«Cuando digo que hay novedades...».

Después que le sirvieron el café, agachó la cabeza, y en el círculo que formaban las cuatro o cinco cabezas de sus amigos que se alargaron para oírle, hizo la confidencia:

«Se lo digo a ustedes en gran reserva».

—¿Pero qué es?—¡Misterios!... Sagasta está disgustado. Me lo ha dicho su secretario particular.

—¡Ah!, yo también lo oí—indicó Relimpio—. Es cierto... como que tiene dolor de muelas.

—El motivo—añadió la Caña radiante—, no lo sé. Cada uno piense como quiera. Yo lo único que me permito decir es que esto está muy malo... pero muy malo, y que hay mar de fondo.

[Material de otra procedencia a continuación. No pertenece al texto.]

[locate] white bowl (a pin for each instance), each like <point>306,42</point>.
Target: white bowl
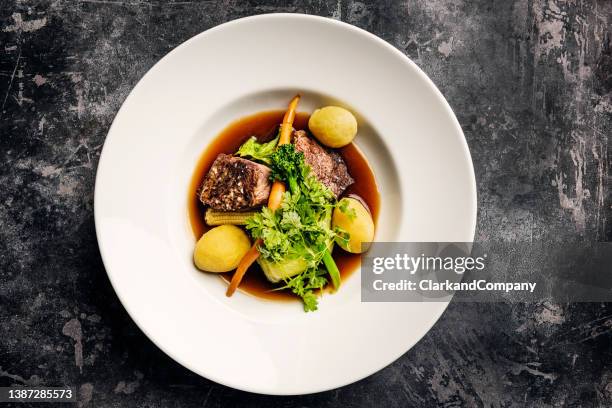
<point>408,132</point>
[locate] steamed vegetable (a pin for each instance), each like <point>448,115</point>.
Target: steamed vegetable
<point>353,224</point>
<point>299,230</point>
<point>276,193</point>
<point>287,268</point>
<point>216,217</point>
<point>333,126</point>
<point>260,152</point>
<point>221,249</point>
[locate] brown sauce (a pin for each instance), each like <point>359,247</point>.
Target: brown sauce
<point>264,125</point>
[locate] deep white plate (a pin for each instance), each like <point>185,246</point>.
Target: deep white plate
<point>408,132</point>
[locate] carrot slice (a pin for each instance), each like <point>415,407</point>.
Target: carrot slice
<point>246,261</point>
<point>274,200</point>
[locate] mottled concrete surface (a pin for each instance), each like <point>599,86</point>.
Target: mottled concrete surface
<point>530,82</point>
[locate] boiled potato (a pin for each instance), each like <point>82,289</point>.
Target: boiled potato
<point>221,249</point>
<point>357,221</point>
<point>333,126</point>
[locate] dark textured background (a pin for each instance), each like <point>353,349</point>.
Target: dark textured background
<point>530,82</point>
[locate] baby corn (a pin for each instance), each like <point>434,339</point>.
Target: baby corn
<point>215,217</point>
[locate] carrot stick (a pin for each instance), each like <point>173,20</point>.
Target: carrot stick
<point>246,261</point>
<point>274,200</point>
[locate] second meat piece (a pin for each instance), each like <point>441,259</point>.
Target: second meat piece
<point>327,165</point>
<point>235,184</point>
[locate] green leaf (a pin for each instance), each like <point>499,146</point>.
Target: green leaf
<point>260,152</point>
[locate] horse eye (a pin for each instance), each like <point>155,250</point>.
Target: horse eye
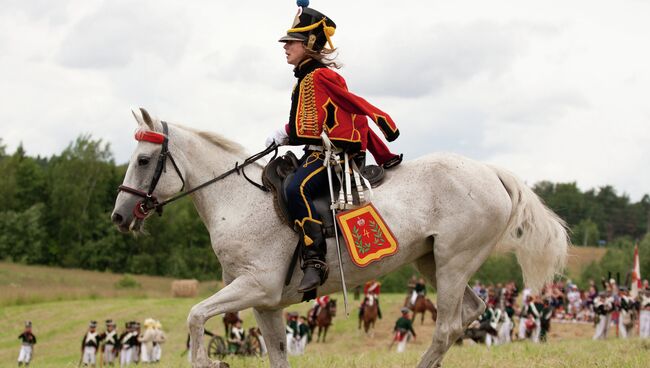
<point>143,161</point>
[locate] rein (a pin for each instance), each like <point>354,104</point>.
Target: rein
<point>150,202</point>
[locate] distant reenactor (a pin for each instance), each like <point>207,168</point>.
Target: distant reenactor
<point>159,339</point>
<point>89,345</point>
<point>303,334</point>
<point>135,344</point>
<point>403,330</point>
<point>644,315</point>
<point>110,342</point>
<point>602,308</point>
<point>125,344</point>
<point>28,340</point>
<point>236,338</point>
<point>545,320</point>
<point>371,291</point>
<point>626,311</point>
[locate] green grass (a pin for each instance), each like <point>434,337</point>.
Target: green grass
<point>59,327</point>
<point>60,321</point>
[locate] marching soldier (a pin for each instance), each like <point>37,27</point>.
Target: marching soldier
<point>292,332</point>
<point>136,347</point>
<point>321,102</point>
<point>236,338</point>
<point>545,320</point>
<point>644,318</point>
<point>125,345</point>
<point>159,339</point>
<point>303,333</point>
<point>110,339</point>
<point>28,340</point>
<point>370,290</point>
<point>89,345</point>
<point>625,313</point>
<point>603,308</point>
<point>403,329</point>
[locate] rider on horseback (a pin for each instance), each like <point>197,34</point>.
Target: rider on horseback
<point>321,102</point>
<point>371,291</point>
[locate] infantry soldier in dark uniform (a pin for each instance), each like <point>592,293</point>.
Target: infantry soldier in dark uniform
<point>403,328</point>
<point>321,102</point>
<point>108,348</point>
<point>28,340</point>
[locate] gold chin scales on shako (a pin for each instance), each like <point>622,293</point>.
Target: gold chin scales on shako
<point>332,123</point>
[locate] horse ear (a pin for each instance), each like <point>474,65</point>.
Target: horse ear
<point>138,119</point>
<point>147,119</point>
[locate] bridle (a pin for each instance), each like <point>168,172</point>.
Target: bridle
<point>150,202</point>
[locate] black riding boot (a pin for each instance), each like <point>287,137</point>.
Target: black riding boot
<point>313,257</point>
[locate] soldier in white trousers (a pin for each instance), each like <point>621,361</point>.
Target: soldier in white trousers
<point>27,345</point>
<point>89,345</point>
<point>625,313</point>
<point>603,308</point>
<point>644,317</point>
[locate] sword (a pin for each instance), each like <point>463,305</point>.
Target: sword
<point>328,151</point>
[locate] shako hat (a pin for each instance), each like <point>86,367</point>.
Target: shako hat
<point>311,27</point>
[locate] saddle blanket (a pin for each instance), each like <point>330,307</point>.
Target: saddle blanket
<point>366,235</point>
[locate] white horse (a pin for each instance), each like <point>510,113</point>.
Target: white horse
<point>447,212</point>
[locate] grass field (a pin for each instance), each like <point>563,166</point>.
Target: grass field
<point>60,325</point>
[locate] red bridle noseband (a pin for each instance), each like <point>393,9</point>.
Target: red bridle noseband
<point>149,201</point>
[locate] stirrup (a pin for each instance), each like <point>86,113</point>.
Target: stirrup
<point>321,266</point>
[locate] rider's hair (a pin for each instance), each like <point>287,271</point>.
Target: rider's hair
<point>325,56</point>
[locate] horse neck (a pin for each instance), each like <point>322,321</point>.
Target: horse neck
<point>205,160</point>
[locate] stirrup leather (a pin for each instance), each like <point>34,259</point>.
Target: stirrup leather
<point>321,266</point>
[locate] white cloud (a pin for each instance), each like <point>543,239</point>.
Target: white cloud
<point>550,90</point>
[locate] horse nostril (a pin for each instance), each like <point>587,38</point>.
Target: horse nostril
<point>117,218</point>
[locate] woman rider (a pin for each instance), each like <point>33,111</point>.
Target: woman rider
<point>321,102</point>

—¿Pero no sabe usted más?—le preguntó Feijoo de una manera apremiante—. Yo creí que nos iba usted a dar noticia de la conferencia del Duque con Elduayen... Y ahora sale con que Sagasta está malhumorado... Dios nos asista... Pero lo de la conferencia, ¿es cierto o no?

Don Basilio solía llevar en la boca un palillo de dientes, y tomándolo entre los dedos lo mostraba, accionando con él, como si formara parte del argumento.

«Lo que yo sé—afirmó con acento patético, ofreciendo el palillo a la admiración de sus amigos—, lo que yo sé es que esto está muy malo. Digo con Lorenzana: Meditemos».

El círculo de cabezas volvió a formarse, y en él echó D. Basilio su aliento, como los saludadores, antes de echar sus palabras. Era el tal aliento poco grato a la nariz de Feijoo, por lo cual este se retiró discretamente.